Al Shabab attack on upscale hotel in Somalian capital ends with 15 killed
Security forces took four hours to regain control of the Elite Hotel in Lido beach area of Mogadishu
Somalia's security forces on Sunday ended a nearly five-hour siege by Islamic extremists at a beachside hotel in Somalia's capital, said police and a government spokesman.
At least 15 people were killed when the attackers invaded the Elite Hotel, a new establishment popular with Mogadishu's young people, said Col. Ahmed Aden, a police officer.
Security forces later killed all four attackers and rescued dozens of people who were trapped inside the hotel, Ismail Mukhtar, spokesman of Somalia’s information ministry said.
Earlier on Sunday, while the siege was still going, a security source said one assailant died in the car bomb explosion that started the attack and two died in a shootout.
Ambulance workers reported that at least 28 people were wounded.
Witnesses said the attack began with a heavy explosion and people ran from the area as gunfire could be heard from the hotel, which is frequented by government officials.
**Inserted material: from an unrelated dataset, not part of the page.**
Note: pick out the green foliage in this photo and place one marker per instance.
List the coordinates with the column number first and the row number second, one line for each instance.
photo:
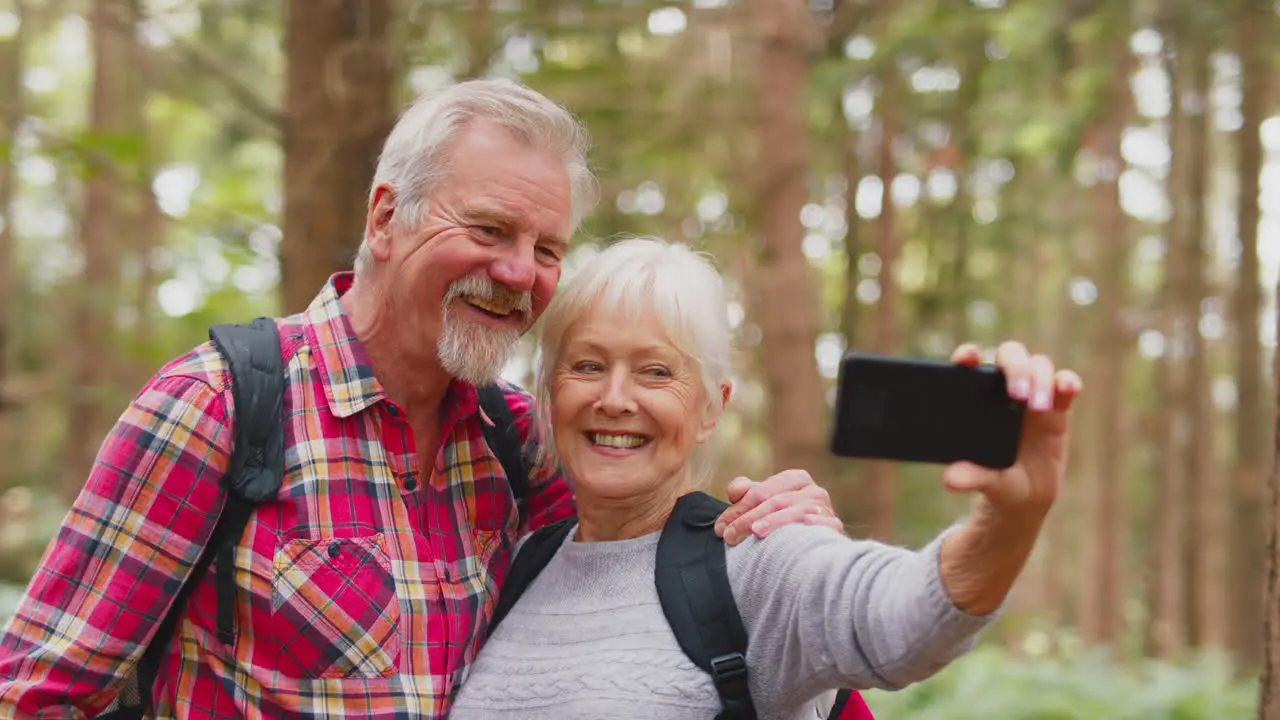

"The blast was very heavy and I could see smoke in the area. There is chaos and people are fleeing from nearby buildings," said witness Ali Adan.
Al Shabab said it carried out the attack, a statement translated by the Site Intelligence Group said.
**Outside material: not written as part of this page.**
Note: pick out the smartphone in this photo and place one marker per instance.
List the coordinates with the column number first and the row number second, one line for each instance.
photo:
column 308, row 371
It claimed its fighters "took control over the hotel" in the "martyrdom-seeking operation".
Somalia plunged into chaos after the 1991 overthrow of then president Siad Barre's military regime.
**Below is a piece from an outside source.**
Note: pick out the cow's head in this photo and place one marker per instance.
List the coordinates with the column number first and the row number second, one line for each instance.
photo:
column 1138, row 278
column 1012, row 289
That led to years of clan warfare followed by the rise of Al Shabab, which once controlled large parts of the country and Mogadishu.
Al Shabab was driven out of the capital in 2011, but its militants continue to wage war against the government, carrying out regular attacks.
Last week, four Shabab fighters held in Mogadishu's central prison were killed in a shootout with security forces after they somehow managed to get their hands on weapons within the facility.
The group has attacked hotels several times over the years, including in February 2019 when it killed at least 20 people in a car bomb and gun attack on a hotel in Mogadishu that lasted for nearly 24 hours.
A month before that, Al Shabab killed 21 people in a siege on an upscale hotel in the Kenyan capital Nairobi, an assault that highlighted its ability to expand its network beyond Somalia's borders.
For the past year Somalian forces have been engaged in an offensive in the nearby Lower Shabelle region designed to block efforts by Al Shabab to move weapons into the capital, said Omar Mahmood, International Crisis Group's senior Somalia analyst.
But there has been an increase in activity in Mogadishu since late June, including suicide attacks on government and military centres, Mr Mahmood said.
The claim of responsibility on Sunday said that the Elite Hotel "is inhabited by a large number of government officials".
"This is kind of getting back to the attacks they used to do," Mr Mahmood said.
"Al Shabab sees these hotels as an extension of the government, more or less, so they are targeted in that way."